When I was planning my trip to Colombia, just about every guidebook, travel blog and nomadic friend told me to skip Bogotá. People I knew who lived in Bogotá called it the country’s ugly stepchild. Which, I almost understand: with the 2016 peace treaty between the Colombian government and rebel groups in place, tourism in the country is booming. And the warm people of Colombia want to show off the best their country has to offer. (In the same way that, if someone was visiting Canada, I’d tell them to go to skip Toronto and head to Montreal and the mountains.)
The places everyone tells you to visit are Cartagena, the colourful colonial jewel on the Caribbean coast, and to Medellín, the Pablo Escobar stomping-ground-turned-trendy-yuppie-paradise. And, to be fair, there’s a good reason why. I ended up following the popular backpacker path—which took me to Cartagena, Santa Marta, Tayrona National Park and Buritaca—where I fell head over heels with the vibrant Colombian country, culture and people. But to get to the land of hip hostels and carefree vagabonds, I had to fly through Bogotá. And despite what I’d been advised, I felt it’d be a miss to fly through Colombia’s capital city and not to step outside the airport.

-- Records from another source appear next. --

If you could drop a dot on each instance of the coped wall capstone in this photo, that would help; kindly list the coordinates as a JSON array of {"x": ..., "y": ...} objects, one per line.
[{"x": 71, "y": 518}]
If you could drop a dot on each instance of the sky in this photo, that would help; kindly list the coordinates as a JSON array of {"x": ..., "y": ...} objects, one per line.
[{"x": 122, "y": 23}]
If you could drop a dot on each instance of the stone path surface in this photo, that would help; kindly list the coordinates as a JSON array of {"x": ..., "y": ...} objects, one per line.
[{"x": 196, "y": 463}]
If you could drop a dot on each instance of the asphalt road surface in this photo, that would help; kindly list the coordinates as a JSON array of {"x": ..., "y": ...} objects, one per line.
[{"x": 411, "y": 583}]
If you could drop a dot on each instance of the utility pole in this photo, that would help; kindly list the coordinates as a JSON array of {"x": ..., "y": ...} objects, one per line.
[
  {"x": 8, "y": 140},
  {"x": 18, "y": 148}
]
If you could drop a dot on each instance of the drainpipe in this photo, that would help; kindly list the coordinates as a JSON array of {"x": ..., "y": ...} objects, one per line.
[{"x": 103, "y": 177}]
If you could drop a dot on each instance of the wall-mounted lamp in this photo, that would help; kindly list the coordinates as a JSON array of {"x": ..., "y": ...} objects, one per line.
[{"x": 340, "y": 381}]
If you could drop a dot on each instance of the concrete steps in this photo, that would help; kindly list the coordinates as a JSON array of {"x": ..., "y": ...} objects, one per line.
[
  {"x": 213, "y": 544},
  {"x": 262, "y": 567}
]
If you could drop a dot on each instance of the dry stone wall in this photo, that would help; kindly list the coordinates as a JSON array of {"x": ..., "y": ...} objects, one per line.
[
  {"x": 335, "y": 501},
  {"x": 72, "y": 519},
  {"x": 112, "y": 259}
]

I spent less than 36 hours in the city, but here’s what I learned: know where to go, and you’ll discover Bogotá to be an urban centre of culture that oozes all-things cool. Here are a few of the highlights:
Photography courtesy of Click Clack Hotel
A living wall, a trendy rooftop burger joint, a front desk agent who resembles Salvador Dali and NSFW in-room gifts? The Click Clack is truly no ordinary hotel. From the moment you step through the front door, you embark upon a constantly evolving experience underpinned by the hotel’s core creative concept: Bangsequence. Inspired by Newton’s third law – action/reaction – Bangsequence is about triggering thoughts, actions and interactions that will change how you perceive the most everyday of objects and routines. I’ve stayed in a lot of hotels, and this one was, hands down, my favourite.
Photography via Instagram/@ateliercrump
Casa Précis, an all-white two-story retail boutique in the Los Rosales neighbourhood, showcases over 25 young Colombian designers. Their slogan, “where art becomes fashion,” is embodied and the leafy interior, colourful clothing and coffee table books that’ll surely put your suitcase over the airline’s luggage weight limit. They also have a tasteful Instagram account that’s worth following if you’re interested in discovering Latin America’s up-and-coming design talent.
Photography via Instagram/@andres_c_de_res
Drive an hour north of the city centre to Chía, and you’ll find Andrés Carne de Res, a Moulin Rouge meets Alice in Wonderland destination Latin steakhouse that fits 4,000 guests who, on weekends, rumba until the early hours of the morning. I haven’t been, but I’ve heard it’s a pretty serious trip. Instead, I spent my sole dinner in Bogotá dining solo at the urban off-shoot of the infamous party spot, Andrés D.C., conveniently located minutes away from the Click Clack Hotel.
The brand’s city dining space is named after Dante’s “The Divine Comedy,” and its four floors themed for Infierno, Tierra, Purgatorio and Cielo. The more is more extends from Hell to Heaven, and to the on-stage performances, table-side character visits and 76-page menu. It’s a lot, but in the best way possible. (Plus, the food was excellent.)
Photography via Instagram/@alanxelmundo
If you’re strapped for time, my suggestion is to skip the popular Museo del Oro, and instead head to Bogotá’s cluster of art museums. In 2004, a new architectural complex opened to the public in Candelaria, Bogotá’s bohemian historical centre, and it brought together the Luis Ángel Arango Library, the Numismatic Collection, the Banco de la República Art Museum and The Botero Museum.
The Botero Museum, which houses one of the most important art collections in all of Latin America, is the spot to hit first. The museum features 123 works from Fernando Botero, the Colombian artist who’s iconic distorted “fat figures” can be found everywhere from Park Avenue to the Champs-Élysées. His museum is, as one might predict, unmissable. The Banco de la República Art Museum, however, will come as a bit more of a surprise. The art museum holds a number of rotating exhibits that feature Latin American contemporary works, such as the shipping containers showcased in the above photograph. And best of all? It’s all free and open to the public.